Tokenization of a text file with frequency and line occurrence. Using C++

once again I ask for help. I haven't coded anything for sometime!
Now I have a text file filled with random gibberish. I already have a basic idea on how I will count the number of occurrences per word.
What really stumps me is how I will determine what line the word is in. Gut instinct tells me to look for the newline character at the end of each line. However I have to do this while going through the text file the first time right? Since if I do it afterwords it will do no good.
I already am getting the words via the following code:
vector<string> words;
string currentWord;
while(!inputFile.eof())
{
inputFile >> currentWord;
words.push_back(currentWord);
}
This is for a text file with no set structure. Using the above code gives me a nice little(big) vector of words, but it doesn't give me the line they occur in.
Would I have to get the entire line, then process it into words to make this possible?
Use a std::map<std::string, int> to count the word occurrences -- the int is the number of times it exists.
If you need like by line input, use std::getline(std::istream&, std::string&), like this:
std::vector<std::string> lines;
std::ifstream file(...) //Fill in accordingly.
std::string currentLine;
while(std::getline(file, currentLine))
lines.push_back(currentLine);
You can split a line apart by putting it into an std::istringstream first and then using operator>>. (Alternately, you could cobble up some sort of splitter using std::find and other algorithmic primitaves)
EDIT: This is the same thing as in #dash-tom-bang's answer, but modified to be correct with respect to error handing:
vector<string> words;
int currentLine = 1; // or 0, however you wish to count...
string line;
while (getline(inputFile, line))
{
istringstream inputString(line);
string word;
while (inputString >> word)
words.push_back(pair(word, currentLine));
}
Short and sweet.
vector< map< string, size_t > > line_word_counts;
string line, word;
while ( getline( cin, line ) ) {
line_word_counts.push_back();
map< string, size_t > &word_counts = line_word_counts.back();
istringstream line_is( line );
while ( is >> word ) ++ word_counts[ word ];
}
cout << "'Hello' appears on line 5 " << line_word_counts[5-1]["Hello"]
<< " times\n";
You're going to have to abandon reading into strings, because operator >>(istream&, string&) discards white space and the contents of the white space (== '\n' or != '\n', that is the question...) is what will give you line numbers.
This is where OOP can save the day. You need to write a class to act as a "front end" for reading from the file. Its job will be to buffer data from the file, and return words one at a time to the caller.
Internally, the class needs to read data from the file a block (say, 4096 bytes) at a time.
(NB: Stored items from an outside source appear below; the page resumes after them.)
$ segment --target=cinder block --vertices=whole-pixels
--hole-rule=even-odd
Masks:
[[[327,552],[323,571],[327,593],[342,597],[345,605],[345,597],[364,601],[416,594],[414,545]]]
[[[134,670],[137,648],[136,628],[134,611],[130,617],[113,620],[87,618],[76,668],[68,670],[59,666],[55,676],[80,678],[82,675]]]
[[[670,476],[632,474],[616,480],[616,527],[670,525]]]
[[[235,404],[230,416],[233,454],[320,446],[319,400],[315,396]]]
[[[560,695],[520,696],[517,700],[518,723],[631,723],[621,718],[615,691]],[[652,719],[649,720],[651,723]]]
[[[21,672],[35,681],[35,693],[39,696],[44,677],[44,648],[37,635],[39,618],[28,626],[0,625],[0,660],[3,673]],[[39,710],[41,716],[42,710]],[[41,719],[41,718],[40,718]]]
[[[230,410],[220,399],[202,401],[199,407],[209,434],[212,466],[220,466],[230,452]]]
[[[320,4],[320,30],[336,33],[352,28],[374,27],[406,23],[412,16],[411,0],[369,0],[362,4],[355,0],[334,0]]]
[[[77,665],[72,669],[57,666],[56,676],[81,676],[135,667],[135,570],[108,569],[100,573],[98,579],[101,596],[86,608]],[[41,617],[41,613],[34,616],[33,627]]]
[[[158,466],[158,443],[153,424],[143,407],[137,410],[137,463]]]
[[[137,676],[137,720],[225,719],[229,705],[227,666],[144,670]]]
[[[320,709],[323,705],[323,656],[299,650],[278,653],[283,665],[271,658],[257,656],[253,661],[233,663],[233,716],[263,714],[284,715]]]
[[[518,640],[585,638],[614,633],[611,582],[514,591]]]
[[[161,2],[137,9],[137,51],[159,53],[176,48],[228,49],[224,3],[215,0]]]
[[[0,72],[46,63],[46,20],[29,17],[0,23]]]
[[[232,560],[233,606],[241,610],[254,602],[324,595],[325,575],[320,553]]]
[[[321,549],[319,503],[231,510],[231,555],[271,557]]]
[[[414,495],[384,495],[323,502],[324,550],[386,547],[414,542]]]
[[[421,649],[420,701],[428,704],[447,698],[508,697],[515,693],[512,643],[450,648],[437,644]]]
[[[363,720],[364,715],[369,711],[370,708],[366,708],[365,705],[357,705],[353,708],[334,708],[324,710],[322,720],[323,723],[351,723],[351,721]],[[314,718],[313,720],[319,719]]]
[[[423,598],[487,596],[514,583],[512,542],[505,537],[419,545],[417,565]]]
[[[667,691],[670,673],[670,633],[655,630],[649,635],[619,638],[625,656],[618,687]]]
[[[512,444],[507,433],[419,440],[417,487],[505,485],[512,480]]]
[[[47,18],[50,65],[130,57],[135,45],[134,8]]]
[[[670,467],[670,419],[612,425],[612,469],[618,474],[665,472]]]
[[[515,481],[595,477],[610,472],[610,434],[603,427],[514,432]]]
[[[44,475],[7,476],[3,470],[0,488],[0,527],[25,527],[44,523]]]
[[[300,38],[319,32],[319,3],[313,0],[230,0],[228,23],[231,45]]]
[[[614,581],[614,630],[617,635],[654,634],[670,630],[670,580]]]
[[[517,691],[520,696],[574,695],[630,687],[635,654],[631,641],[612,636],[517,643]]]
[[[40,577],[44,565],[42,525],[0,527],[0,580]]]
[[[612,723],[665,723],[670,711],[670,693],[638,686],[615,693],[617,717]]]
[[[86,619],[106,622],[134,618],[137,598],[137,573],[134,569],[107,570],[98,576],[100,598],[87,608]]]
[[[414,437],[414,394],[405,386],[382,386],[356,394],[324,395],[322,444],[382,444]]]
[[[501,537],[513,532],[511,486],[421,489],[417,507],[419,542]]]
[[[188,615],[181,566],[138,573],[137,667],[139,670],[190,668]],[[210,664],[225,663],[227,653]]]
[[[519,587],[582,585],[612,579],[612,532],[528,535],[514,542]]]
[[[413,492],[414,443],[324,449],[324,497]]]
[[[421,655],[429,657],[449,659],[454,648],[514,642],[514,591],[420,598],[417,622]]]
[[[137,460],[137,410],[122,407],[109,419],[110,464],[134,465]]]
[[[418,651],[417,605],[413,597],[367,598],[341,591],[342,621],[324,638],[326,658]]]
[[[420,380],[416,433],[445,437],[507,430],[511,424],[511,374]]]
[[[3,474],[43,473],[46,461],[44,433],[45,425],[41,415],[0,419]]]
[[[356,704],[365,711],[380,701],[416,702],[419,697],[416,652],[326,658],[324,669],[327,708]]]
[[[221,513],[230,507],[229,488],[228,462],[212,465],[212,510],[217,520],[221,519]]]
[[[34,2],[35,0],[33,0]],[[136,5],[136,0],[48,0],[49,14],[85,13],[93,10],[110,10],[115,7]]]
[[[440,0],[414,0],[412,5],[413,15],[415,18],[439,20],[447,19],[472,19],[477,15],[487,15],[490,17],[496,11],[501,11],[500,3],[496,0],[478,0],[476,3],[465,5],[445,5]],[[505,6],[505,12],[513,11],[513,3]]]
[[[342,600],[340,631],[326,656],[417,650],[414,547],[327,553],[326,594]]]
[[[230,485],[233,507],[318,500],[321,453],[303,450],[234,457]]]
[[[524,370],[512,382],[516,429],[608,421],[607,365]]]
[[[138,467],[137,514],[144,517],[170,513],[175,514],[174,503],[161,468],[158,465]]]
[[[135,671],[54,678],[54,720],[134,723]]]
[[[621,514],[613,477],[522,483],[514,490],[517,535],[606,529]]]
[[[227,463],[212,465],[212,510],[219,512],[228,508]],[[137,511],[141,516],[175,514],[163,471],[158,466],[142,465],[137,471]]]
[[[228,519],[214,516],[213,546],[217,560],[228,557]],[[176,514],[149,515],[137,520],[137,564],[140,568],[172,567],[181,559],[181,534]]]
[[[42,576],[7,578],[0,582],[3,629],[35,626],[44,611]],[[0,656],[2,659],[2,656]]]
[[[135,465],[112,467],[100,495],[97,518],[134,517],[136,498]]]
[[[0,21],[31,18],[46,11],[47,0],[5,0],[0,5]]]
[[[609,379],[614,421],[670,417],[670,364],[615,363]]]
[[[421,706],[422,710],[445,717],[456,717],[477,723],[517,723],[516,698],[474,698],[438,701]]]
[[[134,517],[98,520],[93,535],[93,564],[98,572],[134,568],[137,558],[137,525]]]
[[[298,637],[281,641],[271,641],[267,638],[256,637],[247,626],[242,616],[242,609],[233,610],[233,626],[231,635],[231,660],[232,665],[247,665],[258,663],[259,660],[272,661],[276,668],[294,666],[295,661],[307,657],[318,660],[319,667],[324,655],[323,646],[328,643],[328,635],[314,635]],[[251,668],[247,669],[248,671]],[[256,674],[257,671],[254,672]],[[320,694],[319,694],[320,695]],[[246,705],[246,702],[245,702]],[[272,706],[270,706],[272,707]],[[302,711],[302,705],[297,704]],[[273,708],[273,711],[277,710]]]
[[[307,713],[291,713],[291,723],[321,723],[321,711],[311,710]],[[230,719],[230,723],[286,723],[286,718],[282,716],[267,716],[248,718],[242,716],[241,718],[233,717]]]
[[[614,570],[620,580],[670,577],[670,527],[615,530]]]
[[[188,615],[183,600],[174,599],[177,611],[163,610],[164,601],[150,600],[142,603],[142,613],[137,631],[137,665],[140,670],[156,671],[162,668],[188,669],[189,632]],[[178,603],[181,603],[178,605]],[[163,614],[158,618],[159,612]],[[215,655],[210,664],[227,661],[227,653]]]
Then a string GetWord() (yes, returning by value here is good) method will:
First, read any white space characters, taking care to increment the object's lineNumber member every time it hits a \n.
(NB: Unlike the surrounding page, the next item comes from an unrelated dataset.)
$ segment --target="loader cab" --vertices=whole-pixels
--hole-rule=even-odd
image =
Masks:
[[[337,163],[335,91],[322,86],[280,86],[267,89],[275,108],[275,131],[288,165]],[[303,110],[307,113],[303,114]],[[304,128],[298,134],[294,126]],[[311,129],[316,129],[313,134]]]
Then read non-whitespace characters, putting them into the string object you'll be returning.
If it runs out of stuff to read, read the next block and continue.
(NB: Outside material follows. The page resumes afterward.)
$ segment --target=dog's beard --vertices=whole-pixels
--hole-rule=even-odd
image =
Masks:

If the you hit the end of file, the string you have is the whole word (which may be empty) and should be returned.
If the function returns an empty string, that tells the caller that the end of file has been reached. (Files usually end with whitespace characters, so reading whitespace characters cannot imply that there will be a word later on.)
Then you can call this method at the same place in your code as your cin >> line and the rest of the code doesn't need to know the details of your block buffering.
An alternative approach is to read things a line at a time, but all the read functions that would work for you require you to create a fixed-size buffer to read into beforehand, and if the line is longer than that buffer, you have to deal with it somehow. It could get more complicated than the class I described.